The Front End Users WordPress plugin through 3.2.32 does not sanitise and escape a parameter before outputting it back in the page, leading to a Reflected Cross-Site Scripting which could be used against high privilege users such as admin.

AI-Powered Analysis

AILast updated: 06/21/2025, 13:38:35 UTC

Technical Analysis

CVE-2024-13569 is a high-severity reflected Cross-Site Scripting (XSS) vulnerability affecting the Front End Users WordPress plugin up to version 3.2.32. The vulnerability arises because the plugin fails to properly sanitize and escape a user-supplied parameter before reflecting it back in the web page output. This lack of input validation allows an attacker to inject malicious JavaScript code that executes in the context of the victim's browser. Since the vulnerability is reflected, the malicious payload is delivered via a crafted URL or request that, when visited or triggered by a user, executes the injected script. The vulnerability is particularly dangerous when targeting high-privilege users such as administrators, as it can lead to session hijacking, credential theft, or unauthorized actions within the WordPress admin interface. The CVSS 3.1 base score of 7.1 reflects the vulnerability's network attack vector (AV:N), low attack complexity (AC:L), no privileges required (PR:N), but requiring user interaction (UI:R). The scope is changed (S:C), indicating that exploitation can affect resources beyond the vulnerable component. The impact on confidentiality, integrity, and availability is low to moderate (C:L/I:L/A:L), meaning the attacker can leak some information, modify some data, or cause limited disruption. No known exploits are currently observed in the wild, and no official patches have been linked yet. The vulnerability was reserved in January 2025 and published in April 2025, with WPScan as the assigner. The CWE classification is CWE-79, which is a common and well-understood XSS category. This vulnerability affects any WordPress site using the Front End Users plugin up to the specified version, exposing them to targeted phishing, session hijacking, or privilege escalation attacks via crafted URLs or inputs that high-privilege users might interact with.

Potential Impact

For European organizations, this vulnerability poses a significant risk especially to entities relying on WordPress sites with the Front End Users plugin installed. The potential impacts include unauthorized access to administrative accounts, data leakage, and manipulation of site content or user data. This can lead to reputational damage, regulatory non-compliance (e.g., GDPR violations due to data exposure), and operational disruptions. Organizations in sectors such as government, finance, healthcare, and critical infrastructure that use WordPress for internal or public-facing portals are particularly at risk. Attackers could leverage this XSS flaw to conduct targeted spear-phishing campaigns against administrators, implant persistent malicious scripts, or pivot to further compromise internal networks. The reflected nature of the XSS requires user interaction, but social engineering tactics can easily induce such interactions. Given the widespread use of WordPress in Europe and the plugin's presence in various sites, the attack surface is considerable. The vulnerability's ability to affect confidentiality, integrity, and availability, albeit at a low to moderate level, combined with the changed scope, means that exploitation could have cascading effects beyond the immediate plugin context.
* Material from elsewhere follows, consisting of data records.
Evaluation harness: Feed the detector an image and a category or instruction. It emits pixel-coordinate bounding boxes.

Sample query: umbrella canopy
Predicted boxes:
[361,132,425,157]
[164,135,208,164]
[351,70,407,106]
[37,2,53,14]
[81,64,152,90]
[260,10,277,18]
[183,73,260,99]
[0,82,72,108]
Mitigation Recommendations

1. Immediate mitigation should include disabling or restricting access to the Front End Users plugin until a patch is available. 2. Implement Web Application Firewall (WAF) rules specifically targeting reflected XSS payloads related to the plugin's parameters to block malicious requests. 3. Educate administrators and high-privilege users to avoid clicking on suspicious links or URLs, especially those containing unusual query parameters. 4. Employ Content Security Policy (CSP) headers to restrict the execution of unauthorized scripts in the browser context. 5. Monitor web server and application logs for unusual request patterns or repeated attempts to exploit XSS vectors. 6. Once available, promptly apply official patches or updates from the plugin vendor. 7. Conduct a thorough security review of all WordPress plugins to ensure they follow secure coding practices, particularly input validation and output encoding. 8. Consider implementing multi-factor authentication (MFA) for administrative accounts to reduce the risk of account compromise even if session tokens are stolen. 9. Regularly backup WordPress sites and databases to enable quick recovery in case of compromise. These steps go beyond generic advice by focusing on plugin-specific controls, user awareness, and layered defenses tailored to reflected XSS threats.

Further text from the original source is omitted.